Beach Driving Sees Changes
Over some objection during last Thursday’s public hearing, and one nay vote among five, the East Hampton Town Board amended the town code to change the permitting scheme for driving on beaches. A related change to parking at beaches was unanimously approved.
The new laws require residents to obtain new permit stickers for parking and driving on beaches next year. Permits will be valid for five years; in the future, they will expire on Dec. 31 in years ending in 5 and 0.
Current stickers issued for parking and driving on beaches do not expire. Members of the board, mindful that more than 30,000 such permits have been issued, have voiced the concern that many vehicles bearing current permits were subsequently sold to nonresidents, who would not be authorized to use them. The town trustees, who manage common lands, including beaches, on behalf of the public, supported the board’s plan to implement a new permit scheme.
Color-coded beach vehicle permits will become available later this year, become mandatory in 2020, and expire in 2025. A fee schedule for nonresident permits is to be voted on at the board’s meeting on Tuesday. The board has emphatically stated that permits will remain free for residents.
Another change to the code requires that those operating a vehicle on the beach be equipped with a fire extinguisher, along with the tow rope or chain, jack, and spare tire already required.
Councilman David Lys voted against the beach driving amendment. The town, he told his colleagues, should wait to enact any changes to regulations until an appeal of a lawsuit, waged by a group of Napeague residents opposed to beach driving on the shore near their neighborhood and the summertime gathering of vehicles at a 4,000-foot-long strip of sand popularly known as Truck Beach, has been resolved.
Lawsuits brought by Seaview at Amagansett Ltd., et al., and White Sands Motel Holding Corp., the latter concerning a 1,500-foot stretch in front of the White Sands Resort Hotel, asserted that the beaches in question belonged to those entities. The plaintiffs sought to portray a dangerous environment with hundreds of vehicles weaving through crowds and children at play, and people and dogs urinating and defecating in the dunes, posing a threat to public health and the environment. A June 2016 trial was decided in favor of the town and the trustees, co-defendants in the lawsuits.

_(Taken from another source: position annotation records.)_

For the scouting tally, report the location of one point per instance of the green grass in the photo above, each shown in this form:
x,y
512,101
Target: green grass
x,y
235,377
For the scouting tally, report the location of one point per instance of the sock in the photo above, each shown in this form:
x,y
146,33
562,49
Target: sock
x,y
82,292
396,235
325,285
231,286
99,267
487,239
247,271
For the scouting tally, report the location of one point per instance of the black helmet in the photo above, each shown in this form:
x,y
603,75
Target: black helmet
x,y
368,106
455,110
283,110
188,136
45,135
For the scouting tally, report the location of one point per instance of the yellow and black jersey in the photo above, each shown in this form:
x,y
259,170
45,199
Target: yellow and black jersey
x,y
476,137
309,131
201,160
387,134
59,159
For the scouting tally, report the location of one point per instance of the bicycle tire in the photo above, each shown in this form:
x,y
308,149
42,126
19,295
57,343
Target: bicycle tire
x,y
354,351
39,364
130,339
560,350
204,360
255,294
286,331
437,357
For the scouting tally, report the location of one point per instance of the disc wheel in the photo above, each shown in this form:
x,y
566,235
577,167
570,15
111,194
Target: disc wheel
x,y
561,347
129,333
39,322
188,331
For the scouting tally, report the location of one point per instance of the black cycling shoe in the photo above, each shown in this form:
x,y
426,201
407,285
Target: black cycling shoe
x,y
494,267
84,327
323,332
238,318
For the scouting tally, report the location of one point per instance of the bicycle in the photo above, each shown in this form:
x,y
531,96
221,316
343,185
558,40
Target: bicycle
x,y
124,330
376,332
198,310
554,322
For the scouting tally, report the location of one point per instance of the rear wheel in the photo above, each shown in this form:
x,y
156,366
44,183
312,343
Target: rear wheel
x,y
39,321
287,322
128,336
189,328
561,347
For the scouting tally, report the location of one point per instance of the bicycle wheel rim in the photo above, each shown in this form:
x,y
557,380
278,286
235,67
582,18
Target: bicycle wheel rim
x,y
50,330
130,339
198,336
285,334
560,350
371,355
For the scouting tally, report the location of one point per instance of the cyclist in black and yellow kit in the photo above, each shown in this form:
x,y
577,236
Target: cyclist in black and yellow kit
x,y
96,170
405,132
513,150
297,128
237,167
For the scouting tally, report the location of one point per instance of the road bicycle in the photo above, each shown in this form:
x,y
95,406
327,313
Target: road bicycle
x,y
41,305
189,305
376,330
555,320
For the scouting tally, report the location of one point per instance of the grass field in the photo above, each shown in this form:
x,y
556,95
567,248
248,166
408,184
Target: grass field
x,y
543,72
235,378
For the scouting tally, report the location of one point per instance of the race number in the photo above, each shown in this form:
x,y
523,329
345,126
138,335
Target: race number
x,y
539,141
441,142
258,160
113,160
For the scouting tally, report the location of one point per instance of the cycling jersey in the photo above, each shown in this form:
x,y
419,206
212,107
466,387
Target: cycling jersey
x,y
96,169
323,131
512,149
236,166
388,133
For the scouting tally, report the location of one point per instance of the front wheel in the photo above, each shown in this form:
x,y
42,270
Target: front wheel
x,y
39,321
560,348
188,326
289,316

Town officials had been planning eminent domain proceedings had the plaintiffs prevailed, resolving to condemn a total of just over 22 acres of shorefront between the mean high water mark and the toe of sand dunes making up the two parcels. Last Thursday, Mr. Lys worried aloud that the beach driving amendments might interfere with condemnation efforts, should the plaintiffs’ appeal be successful.
During the public hearing, Diane McNally, a former longtime clerk of the trustees, begged the board not to act. “No one who likes to go on the beach with a vehicle has ever wondered about ‘How many permits have we issued,’ ” she said. “The only concern about the number of vehicles that might have permits on them has been raised by those who oppose the vehicles on the beach. To change your code right now, before this question of ownership is finally answered, will only add fuel to the fire for those who are appealing.”
It is the role of code enforcement officers, Ms. McNally said, to ensure that beach driving permits are valid. “If this is a serious problem, let’s make that documentation, the number of fines, public knowledge,” she said. “I don’t think it is.”
The bigger issue, she said, is the plaintiffs’ appeal. “That lawsuit has got to be finished, there has to be an answer one way or the other, who owns that beach. I don’t want to see that jeopardized in the future.”